Las montañas afiladas y observadoras contemplaban esos vaivenes con la solemnidad que su presencia imprimía a cualquier escena.

Bien sabían ellas que el viento era caprichoso, no en vano las había dotado de ojos, nariz y hasta boca en muchas de sus formas, cuando cargado de arenisca las tallaba al son que él marcaba. A través de esas oquedades contemplaban no solo las veleidades del viento, sino también las de los pocos humanos que transitaban por sus lugares.

Ellas como nadie sabían escuchar lo que sus corazones decían. Desde las ardientes bases de sus enormes cuerpos, se unían a esas danzantes arenas y a través de ellas, con ese fuego ardiente que emana de la tierra, se conectaban con ese otro que ardía en el interior de esas curiosas criaturas que andaban sobre dos patas a diferencia del resto de la creación.

También a diferencia del resto, ese órgano rojo que latía al mismo compás que la tierra que las sostenía, estaba lleno de emociones y sentimientos de los que ellas eran ajenas pero a la vez, fieles observadoras. 

Desde la paz que su estado pétreo les confería, sabían del oleaje que las emociones despertaban en esas criaturas que parecían sentirse las amas de la creación.

Ese día un grupo de apenas seis se acercaron a la base de la más grande e imponente de todas las montañas que habitaban en ese magnífico desierto, era tal su prestancia, que daba algo parecido al vértigo estar tan cerca de ella. Y curiosamente, lejos del ruidoso estar que siempre  acompañaba a los humanos, se sentaron en silencio, como lo hacían los antepasados de su especie, en conexión con los elementos  a los que invocaron sin palabras.

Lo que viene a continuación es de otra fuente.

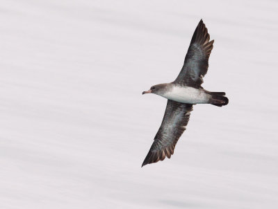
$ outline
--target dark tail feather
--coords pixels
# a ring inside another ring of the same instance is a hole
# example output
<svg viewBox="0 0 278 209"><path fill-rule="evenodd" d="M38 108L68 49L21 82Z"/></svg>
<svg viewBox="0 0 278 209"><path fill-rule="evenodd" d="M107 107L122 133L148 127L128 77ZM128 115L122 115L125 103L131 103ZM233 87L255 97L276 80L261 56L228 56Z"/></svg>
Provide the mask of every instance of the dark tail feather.
<svg viewBox="0 0 278 209"><path fill-rule="evenodd" d="M224 92L211 92L211 98L210 103L213 105L222 107L229 103L229 99L224 96L226 93Z"/></svg>

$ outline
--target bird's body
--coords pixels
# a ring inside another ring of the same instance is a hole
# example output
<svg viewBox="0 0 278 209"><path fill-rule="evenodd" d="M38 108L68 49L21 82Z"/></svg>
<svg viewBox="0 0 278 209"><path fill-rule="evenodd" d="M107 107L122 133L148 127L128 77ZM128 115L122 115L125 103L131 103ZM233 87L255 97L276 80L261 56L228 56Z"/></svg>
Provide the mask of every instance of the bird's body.
<svg viewBox="0 0 278 209"><path fill-rule="evenodd" d="M163 120L154 137L145 165L163 161L174 154L176 144L186 129L193 105L211 104L222 107L229 100L224 92L210 92L201 85L208 67L208 58L214 40L210 41L206 26L201 19L194 32L183 66L176 80L154 85L145 93L154 93L167 99Z"/></svg>
<svg viewBox="0 0 278 209"><path fill-rule="evenodd" d="M162 97L176 102L187 104L208 104L211 95L204 89L177 84L167 84L168 91L162 93Z"/></svg>

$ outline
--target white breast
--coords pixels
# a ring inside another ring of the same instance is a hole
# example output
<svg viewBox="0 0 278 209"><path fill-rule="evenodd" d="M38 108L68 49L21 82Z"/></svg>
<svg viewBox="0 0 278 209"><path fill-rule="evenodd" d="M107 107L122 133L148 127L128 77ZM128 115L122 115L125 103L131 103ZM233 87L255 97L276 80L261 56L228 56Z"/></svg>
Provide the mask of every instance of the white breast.
<svg viewBox="0 0 278 209"><path fill-rule="evenodd" d="M204 104L208 102L210 95L193 87L174 86L161 96L182 103Z"/></svg>

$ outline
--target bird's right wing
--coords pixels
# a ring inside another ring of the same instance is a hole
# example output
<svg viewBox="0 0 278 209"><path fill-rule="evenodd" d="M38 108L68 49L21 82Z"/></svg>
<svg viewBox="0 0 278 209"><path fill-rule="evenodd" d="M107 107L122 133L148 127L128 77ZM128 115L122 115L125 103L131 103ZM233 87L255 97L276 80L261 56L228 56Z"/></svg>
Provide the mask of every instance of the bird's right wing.
<svg viewBox="0 0 278 209"><path fill-rule="evenodd" d="M193 104L168 100L163 120L154 137L142 167L149 163L170 158L176 144L186 129Z"/></svg>
<svg viewBox="0 0 278 209"><path fill-rule="evenodd" d="M199 89L203 77L208 71L208 58L213 48L214 40L210 37L205 24L201 19L194 32L183 66L174 83Z"/></svg>

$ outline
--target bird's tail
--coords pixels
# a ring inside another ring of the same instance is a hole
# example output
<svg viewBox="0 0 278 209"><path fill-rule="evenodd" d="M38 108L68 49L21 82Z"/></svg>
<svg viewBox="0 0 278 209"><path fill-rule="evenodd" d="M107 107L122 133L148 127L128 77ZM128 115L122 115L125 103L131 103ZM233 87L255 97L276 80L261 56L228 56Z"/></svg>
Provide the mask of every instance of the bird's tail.
<svg viewBox="0 0 278 209"><path fill-rule="evenodd" d="M210 92L210 94L211 95L210 104L218 107L228 104L229 99L224 96L226 95L224 92Z"/></svg>

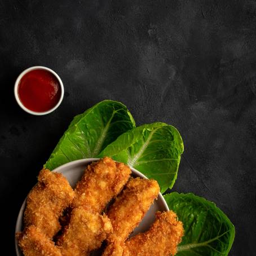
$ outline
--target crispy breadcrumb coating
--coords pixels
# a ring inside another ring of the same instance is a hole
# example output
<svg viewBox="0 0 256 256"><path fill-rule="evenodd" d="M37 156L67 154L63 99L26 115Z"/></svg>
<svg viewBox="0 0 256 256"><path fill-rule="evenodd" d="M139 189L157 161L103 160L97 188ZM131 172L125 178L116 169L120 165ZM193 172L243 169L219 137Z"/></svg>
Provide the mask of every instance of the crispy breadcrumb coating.
<svg viewBox="0 0 256 256"><path fill-rule="evenodd" d="M128 237L157 197L159 191L156 180L140 178L129 180L107 214L117 237L123 241Z"/></svg>
<svg viewBox="0 0 256 256"><path fill-rule="evenodd" d="M17 236L25 256L61 256L60 249L34 226L26 228Z"/></svg>
<svg viewBox="0 0 256 256"><path fill-rule="evenodd" d="M102 256L123 256L125 247L125 242L121 237L111 235L108 237L108 245ZM126 256L129 256L128 250L125 250L126 253Z"/></svg>
<svg viewBox="0 0 256 256"><path fill-rule="evenodd" d="M183 235L182 222L177 220L175 213L158 212L149 230L127 240L123 251L127 250L130 256L174 255Z"/></svg>
<svg viewBox="0 0 256 256"><path fill-rule="evenodd" d="M76 187L72 208L80 206L100 213L128 180L131 170L123 163L104 157L88 165Z"/></svg>
<svg viewBox="0 0 256 256"><path fill-rule="evenodd" d="M74 192L61 174L43 169L29 192L24 213L25 227L33 225L51 239L60 229L59 218L72 202Z"/></svg>
<svg viewBox="0 0 256 256"><path fill-rule="evenodd" d="M99 248L112 231L105 215L91 213L82 207L72 210L69 224L57 244L63 256L81 256Z"/></svg>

Y entonces, como había ocurrido tantas veces antes de que esa especie  olvidara quien era, la montaña supo que podía comunicarse con ellos, convertirse en una con su sentir y hacerles llegar cuantos mensajes quisiera. 

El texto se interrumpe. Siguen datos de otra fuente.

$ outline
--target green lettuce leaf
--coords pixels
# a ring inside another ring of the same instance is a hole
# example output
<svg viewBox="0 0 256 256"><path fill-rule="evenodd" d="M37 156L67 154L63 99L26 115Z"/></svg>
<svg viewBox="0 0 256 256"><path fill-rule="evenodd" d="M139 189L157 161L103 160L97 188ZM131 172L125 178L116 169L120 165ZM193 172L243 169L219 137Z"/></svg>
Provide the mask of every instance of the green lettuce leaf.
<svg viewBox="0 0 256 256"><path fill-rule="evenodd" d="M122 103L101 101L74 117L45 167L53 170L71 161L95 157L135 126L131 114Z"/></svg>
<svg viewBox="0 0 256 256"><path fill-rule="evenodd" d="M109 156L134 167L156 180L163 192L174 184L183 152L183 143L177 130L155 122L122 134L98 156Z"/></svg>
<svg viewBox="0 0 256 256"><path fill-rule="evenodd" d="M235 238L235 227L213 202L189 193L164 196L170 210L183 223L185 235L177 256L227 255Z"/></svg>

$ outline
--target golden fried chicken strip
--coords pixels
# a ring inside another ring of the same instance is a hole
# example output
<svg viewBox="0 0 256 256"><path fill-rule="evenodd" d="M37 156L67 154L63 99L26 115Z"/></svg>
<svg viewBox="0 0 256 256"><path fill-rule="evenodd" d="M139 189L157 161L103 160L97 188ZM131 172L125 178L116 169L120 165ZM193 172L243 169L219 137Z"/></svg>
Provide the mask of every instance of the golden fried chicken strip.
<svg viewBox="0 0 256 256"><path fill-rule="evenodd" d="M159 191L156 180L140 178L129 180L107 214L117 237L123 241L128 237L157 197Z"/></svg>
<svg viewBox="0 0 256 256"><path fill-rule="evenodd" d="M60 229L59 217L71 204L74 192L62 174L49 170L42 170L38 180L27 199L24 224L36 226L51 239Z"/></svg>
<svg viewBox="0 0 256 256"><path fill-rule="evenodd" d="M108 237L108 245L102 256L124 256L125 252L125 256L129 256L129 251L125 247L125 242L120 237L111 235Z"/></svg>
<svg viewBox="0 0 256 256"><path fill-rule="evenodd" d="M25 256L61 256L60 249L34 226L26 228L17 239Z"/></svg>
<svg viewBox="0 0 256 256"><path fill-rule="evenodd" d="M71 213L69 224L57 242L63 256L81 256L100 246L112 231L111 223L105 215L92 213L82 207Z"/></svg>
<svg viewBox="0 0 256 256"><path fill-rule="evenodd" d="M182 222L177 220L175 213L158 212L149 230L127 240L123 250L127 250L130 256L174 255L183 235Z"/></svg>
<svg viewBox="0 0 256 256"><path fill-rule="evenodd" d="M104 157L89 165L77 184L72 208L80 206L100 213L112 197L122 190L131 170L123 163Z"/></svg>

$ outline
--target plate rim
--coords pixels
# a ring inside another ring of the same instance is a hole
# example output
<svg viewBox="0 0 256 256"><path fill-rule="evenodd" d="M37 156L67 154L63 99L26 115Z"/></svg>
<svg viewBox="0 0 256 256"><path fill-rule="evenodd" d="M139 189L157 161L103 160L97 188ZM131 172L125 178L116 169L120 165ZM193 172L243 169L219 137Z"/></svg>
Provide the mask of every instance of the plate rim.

Sabía que sería algo momentáneo, para estas criaturas el tiempo era fugaz, desconocían  que todo permanece eternamente, que no hay antes o después sino un eterno ahora en el que nada desaparece.

Les habló de que no hay nada bueno ni malo, que todo forma parte de la creación, que todos somos uno aunque estemos hechos de distinta materia y que todo lo acontecido forma parte de ese  maravilloso plan.  Y lo entendieron, en ese momento lo entendieron todo… aunque de sobra sabía ella que lo olvidarían apenas se diesen la vuelta, enredándose de nuevo en sus pensamientos, emociones y sentimientos … quizás porque en eso consistía la vida, al menos la efímera vida de los humanos, en saber y olvidar para seguir viviendo y repitiendo una y mil veces los mismos esquemas de plenitud, dolor, alegría, sufrimiento, vida y muerte que los llevaba acompañando desde el principio de los tiempos.

Y como tantas veces a lo largo de los siglos que habían transcurrido desde su formación, vio partir a las figuras, cada vez más diminutas según se alejaban en el horizonte. Y como siempre, se quedó con el calor de su esencia, de esa esencia de la que la humanidad se olvida tan frecuentemente y que es la que más la caracteriza, la divina. La de esa divinidad que se empeñan en seguir buscando fuera  y que donde realmente se haya no es en otro sitio más que en su interior.

Y con la paciencia que dan los eones de tiempo que por ella habían transcurrido, suspiró en silencio confiando en que el día en que la humanidad despertase de su letargo de siglos, estaba cada vez más próximo.